Bank of the West separates Core-Tech from User-Tech
Don’t get lost in the title of yesterday’s American Banker article Redesign at Bank of the West Shows Web Still Vital in Mobile Age (subscription required).
Toward the end of the piece, the explanation of the approach taken by Bank of the West is particularly relevant to last week’s post here on Banking Rebundled: How?. The American Banker post explains:
To facilitate the site makeover, the bank upgraded the Fiserv Corillian software it uses for online banking from version 3.2.5 to 4.2. It also replaced the proprietary middleware software it was using from Fiserv with an enterprise service bus from Software AG and moved to a services-oriented architecture.

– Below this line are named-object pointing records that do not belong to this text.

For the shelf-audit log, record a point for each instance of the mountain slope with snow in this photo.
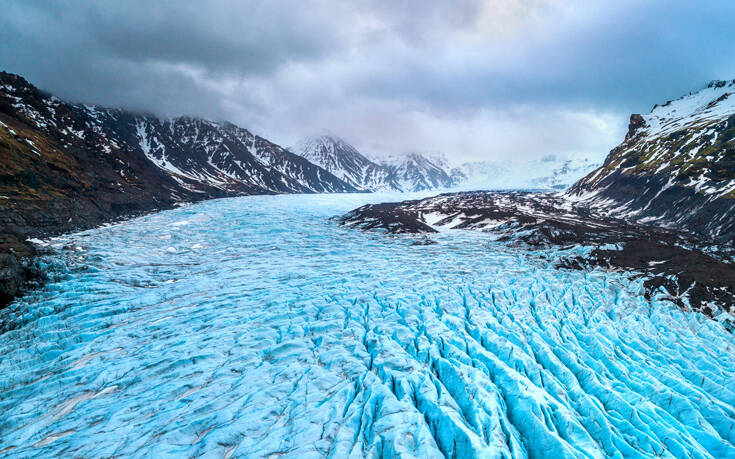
(409, 172)
(344, 161)
(550, 172)
(66, 166)
(675, 168)
(416, 172)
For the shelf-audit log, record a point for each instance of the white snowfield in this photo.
(270, 331)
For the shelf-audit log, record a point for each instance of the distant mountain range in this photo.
(418, 172)
(410, 172)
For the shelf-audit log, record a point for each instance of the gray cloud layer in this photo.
(474, 79)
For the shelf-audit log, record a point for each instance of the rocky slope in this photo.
(675, 168)
(345, 162)
(66, 166)
(696, 274)
(660, 206)
(416, 172)
(410, 172)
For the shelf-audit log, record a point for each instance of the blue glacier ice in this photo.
(258, 327)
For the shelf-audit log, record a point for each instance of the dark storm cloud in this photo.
(471, 78)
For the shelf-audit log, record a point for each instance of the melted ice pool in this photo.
(256, 326)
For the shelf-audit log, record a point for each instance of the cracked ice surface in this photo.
(254, 327)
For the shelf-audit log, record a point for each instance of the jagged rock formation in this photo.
(696, 274)
(345, 162)
(416, 172)
(66, 166)
(675, 168)
(410, 172)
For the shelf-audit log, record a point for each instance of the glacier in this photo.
(259, 327)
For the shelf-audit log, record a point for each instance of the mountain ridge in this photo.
(68, 166)
(405, 173)
(675, 167)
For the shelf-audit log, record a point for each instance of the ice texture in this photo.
(258, 327)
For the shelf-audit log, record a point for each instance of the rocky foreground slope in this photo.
(675, 168)
(67, 166)
(661, 205)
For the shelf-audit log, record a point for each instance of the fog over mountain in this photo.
(475, 80)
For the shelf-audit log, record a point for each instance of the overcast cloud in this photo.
(472, 79)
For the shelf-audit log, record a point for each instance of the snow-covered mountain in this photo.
(195, 155)
(418, 172)
(676, 166)
(344, 161)
(549, 172)
(409, 172)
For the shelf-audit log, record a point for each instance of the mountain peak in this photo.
(676, 165)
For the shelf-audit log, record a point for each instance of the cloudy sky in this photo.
(472, 79)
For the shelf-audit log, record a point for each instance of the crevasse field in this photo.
(257, 327)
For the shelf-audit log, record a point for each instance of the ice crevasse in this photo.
(257, 327)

The new middleware allows different front end systems to talk to the bank’s core banking platform. “It does enable us to provide better capabilities within online banking, it also lends itself to reusability in other channels such as mobile and ATM,” Yeung said.
The web services used by the online banking system to retrieve customer information and account data, for instance, could be used by the ATM channel, the mobile channel, the contact center or the branches.
In so doing, Bank of the West is part of another trend in which banks are loath to conduct expensive, time-consuming core banking upgrades and yet do want to move toward the idea of an “omnichannel,” offer some services in real time, and be able to introduce new features quickly, all of which call for modern, componentized technology.
Kudos to Bank of the West for separating their Core-Tech from their User-Tech, and for sharing the strategy as part of that article.